While year to year changes in the indices should be treated with caution, the long-term trends indicate that the common forest and farmland birds are declining far more than birds of the remaining 71 generalist species in the "all common birds" index. Compared with 1990, the index of the number of "all common birds" declined by around 10% by 2008, while those for "common farmland birds" and "common forest birds" fell by 15-20%. Since 2002 however the trends appear to have levelled off.
Environmental taxes range from 1.6% of GDP in Spain to 5.7% in Denmark
In the EU27 in 2008, environmental taxes accounted for 2.4% of GDP. The Member States with the highest shares of environmental taxes in GDP were Denmark (5.7%), the Netherlands (3.9%), Bulgaria and Malta (both 3.5%), and the lowest Spain (1.6%), Lithuania (1.7%), Romania (1.8%) and Latvia (1.9%).
Energy taxes made up 72% of total environmental taxes in the EU27, transport taxes 23% and taxes on pollution and resources 5%. Energy taxes made up the largest proportions of environmental taxes in all Member States, except Malta.
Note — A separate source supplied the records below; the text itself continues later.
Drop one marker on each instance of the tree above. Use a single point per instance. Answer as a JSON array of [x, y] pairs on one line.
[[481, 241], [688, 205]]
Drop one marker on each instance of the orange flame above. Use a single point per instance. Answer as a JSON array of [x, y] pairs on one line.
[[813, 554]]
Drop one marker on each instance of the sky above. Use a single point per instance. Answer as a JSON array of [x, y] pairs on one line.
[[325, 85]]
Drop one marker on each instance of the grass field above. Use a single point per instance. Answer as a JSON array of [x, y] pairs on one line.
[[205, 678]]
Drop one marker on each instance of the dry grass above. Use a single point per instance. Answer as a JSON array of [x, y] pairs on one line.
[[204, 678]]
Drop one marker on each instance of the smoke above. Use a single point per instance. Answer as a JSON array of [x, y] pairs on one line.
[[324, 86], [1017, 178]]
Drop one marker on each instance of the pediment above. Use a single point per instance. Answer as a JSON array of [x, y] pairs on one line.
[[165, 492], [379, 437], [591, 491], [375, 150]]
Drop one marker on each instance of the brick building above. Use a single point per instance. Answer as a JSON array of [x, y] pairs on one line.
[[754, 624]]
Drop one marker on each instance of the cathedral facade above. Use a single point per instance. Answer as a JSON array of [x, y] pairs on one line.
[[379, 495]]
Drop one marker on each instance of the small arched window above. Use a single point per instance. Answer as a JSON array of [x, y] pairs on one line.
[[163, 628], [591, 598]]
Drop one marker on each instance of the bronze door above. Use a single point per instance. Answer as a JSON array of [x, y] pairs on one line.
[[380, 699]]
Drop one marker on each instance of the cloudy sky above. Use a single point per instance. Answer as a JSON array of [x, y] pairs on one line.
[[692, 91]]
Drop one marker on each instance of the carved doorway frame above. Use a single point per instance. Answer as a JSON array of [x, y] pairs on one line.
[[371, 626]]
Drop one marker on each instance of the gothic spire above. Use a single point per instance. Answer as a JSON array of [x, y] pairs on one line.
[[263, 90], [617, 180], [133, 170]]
The highest shares of energy taxes were observed in Lithuania, Luxembourg and the Czech Republic (all 93% of total environmental taxes) and Slovakia (90%). The highest shares of transport taxes were found in Cyprus (50% of total environmental taxes), Malta (48%) and Ireland (47%), while the largest proportions of taxes on pollution and resources were observed in Denmark (31%), the Netherlands (17%) and Estonia (14%).